Excerpt from the MATA Certification Program.

A common misperception is that ignoring misbehavior—or addressing it by praising students who are behaving (proximity influence)—is the least invasive form of intervention. 

But ignoring misbehavior is the most invasive form of intervention because it becomes more likely that the behavior will persist and expand. 

Like a small fire in the classroom, your goal is to address misbehavior quickly—the first time it appears and while its manifestation is still minimal and the required response still small.

The Six Levels of Intervention

NOTE: These are not in a strict order, but the first two are the sweet spot to start in. However, some cases require skipping down the list.

1. Nonverbal intervention. Gesture to or eye contact with off-task students while doing something else, preferably teaching the others. By many measures, instructors interrupt their lessons more than students.

2. Positive group correction. A quick verbal reminder to the group about what students should be doing and not what they shouldn’t be doing: “We’re practicing our forms”; “Everyone is practicing their forms.” It is used just as student attention appears on the brink of wandering.

3. Anonymous individual correction. A quick verbal reminder to the group, similar to positive group correction, except that the anonymous individual correction makes it explicit that not everyone is where they need to be: “We need to focus.” “Please check yourself to make sure you’ve got your eyes on your partner.”

4. Private individual correction. When and if you have to name names (you will have to, especially when you are setting expectations for under-ranks), seek to correct them privately and quietly. 

Walk by the off-task student. Lean down confidently to get as near to him as possible and, using a voice that preserves as much privacy as possible, tell the corrected student what to do quickly and calmly. Something like, “John, I’ve asked everyone to focus on forms, and I need to see you doing it too,” will usually be enough. 

If you need to return, it’s time to put the student on notice about the consequences. Again you want to do this privately: “John, I need you to focus so you can learn. If you do not focus, you will have to do 10 burpees and say “focus” every time you come up. Do you want that? I don’t, so please show me your best so you can learn this faster.”

Keep the focus on purpose, not power. You’re not exerting your authority as much as helping John to succeed.

5. Quick public correction. You will be forced at times to make corrections of individual students during public moments during class or in exams. 

Your goal is to limit the amount of time a student is “onstage” for something negative and focus on telling the student what to do right rather than scolding what he did wrong. This also helps remind the class of your expectations as the instructor. 

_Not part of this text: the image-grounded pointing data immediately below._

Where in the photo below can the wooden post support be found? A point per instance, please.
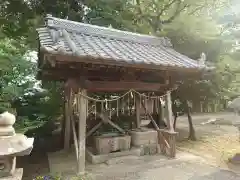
(160, 112)
(170, 133)
(137, 106)
(82, 109)
(169, 115)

Saying something like, “John, I need your eyes on me. Thank you, John. Much better,” is quick, confident, and more effective than a five-minute speech to the class on the importance of eye contact and focus.

6. Consequences. The idea is to solve a case of noncompliance quickly and with the least possible disruption to the class. In the long run, it makes an instructor stronger when he/she only occasionally uses external consequences. 

Solving issues without external consequences reinforces the instructor’s position of power. However, if a situation cannot be addressed quickly and successfully without a consequence, the consequence must be given so that instruction is not interrupted.

Ideally, an instructor has a scaled series of consequences from which to choose, so he can match the significance of the response to the disruption and, in so doing, ensure he/she own ability to administer it quickly, decisively, and without wavering. 

Minimum consequences include sitting out a drill or game to more serious consequences like being held back from testing or expulsion.

As professional instructors, we’re in a delicate place where the parent of a student may object to our consequences and pull the child out. Parents do not like to pay for their child to sit in the corner so make time out short. 

Many instructors resort to push-ups or some kind of physical consequence. The danger is in making exercising a bad thing rather than something fun and healthy. 

However, there are some exercises like a plank or burpees that are simply not fun for even the most enthusiastic people. They seem like they were designed to be punishment, so use them in small doses.